Beim Testen eines CA-Endgeräts liegt der Schwerpunkt auf der erhöhten Datenmenge, die nun parallel über zwei oder mehrere Empfangsketten empfangen wird. Der Test muss auf allen relevanten Schichten erfolgen. Auf der Bitübertragungsschicht ist das Hybrid-Automatic-Repeat-reQuest(ARQ)-Verfahren (HARQ) zu verifizieren, indem man die Rückmeldung (ACK(Acknowledgement)/NACKs) vom Messobjekt zählt. Die möglichst einfache Konfiguration unterschiedlicher Bandkombinationen ist unerlässlich, um unterschiedliche Modulations- und Kodierverfahren anzuwenden und/oder absolute Leistungspegel zu variieren. Die CA-Signalisierung betrifft nur bestimmte Schichten des Protokollstacks. Non-Access-Stratum(NAS)-Funktionalität wie der Sicherheitsschlüsselaustausch und Mobilitätsinformationen stellt die primäre, bedienende Zelle zur Verfügung. Alle sekundären Komponententräger oder sekundären Zellen werden als zusätzliche Übertragungsressourcen betrachtet. Für die Packet-Data-Convergence-Protocol(PDCP)- und Radio-Link-Control(RLC)-
Schichten ist die CA-Signalisierung transparent.

Der größte Einfluss von Carrier Aggregation auf Tests betrifft die RRC-Schicht. Ein Endgerät wird auf dieser Schicht so konfiguriert, dass es durch sekundäre Zellen bereitgestellte sekundäre Komponententräger verarbeitet.
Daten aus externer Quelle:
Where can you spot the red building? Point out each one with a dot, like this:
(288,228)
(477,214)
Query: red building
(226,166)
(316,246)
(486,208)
Darüber hinaus werden auf der RRC-Schicht die Parameter der sekundären Zelle(n) konfiguriert. Die Medium-Access-Control(MAC)-
Schicht ist die Multiplex-Einheit für die gebündelten Komponententräger. Falls die Aktivierung im Unterrahmen n erfolgt, sind acht Unterrahmen (8 ms) später als Ressourcen für das Gerät verfügbar. Neben dem Prüfen der richtigen Signalisierung ist nicht zuletzt auch die Datenratenleistung auf der Anwendungsschicht zu verifizieren, wenn ein E2E-Dienst die zugrunde liegende LTE-A-CA-Funktionalität nutzt.

Mehrere Testszenarien nötig

Die Prüfung aller Funktionen erfordert einen umfangreichen Satz an Testszenarien. Der Einsatz des R&S-CMW500-Wideband-Radio-Communication-Tester als RF-Tester (Callbox) ermöglicht Durchsatzmessungen auf der Bitübertragungsschicht. Verschiedene Carrier-Aggregation-LLAPI/MLAPI-Szenarien stehen zur Verfügung, um die Implementierung des kompletten Protokollstacks eines Endgeräts zu testen. Die im R&S CMW500 integrierte Data Application Unit (DAU) ermöglicht E2E-Tests auf der Anwendungsschicht.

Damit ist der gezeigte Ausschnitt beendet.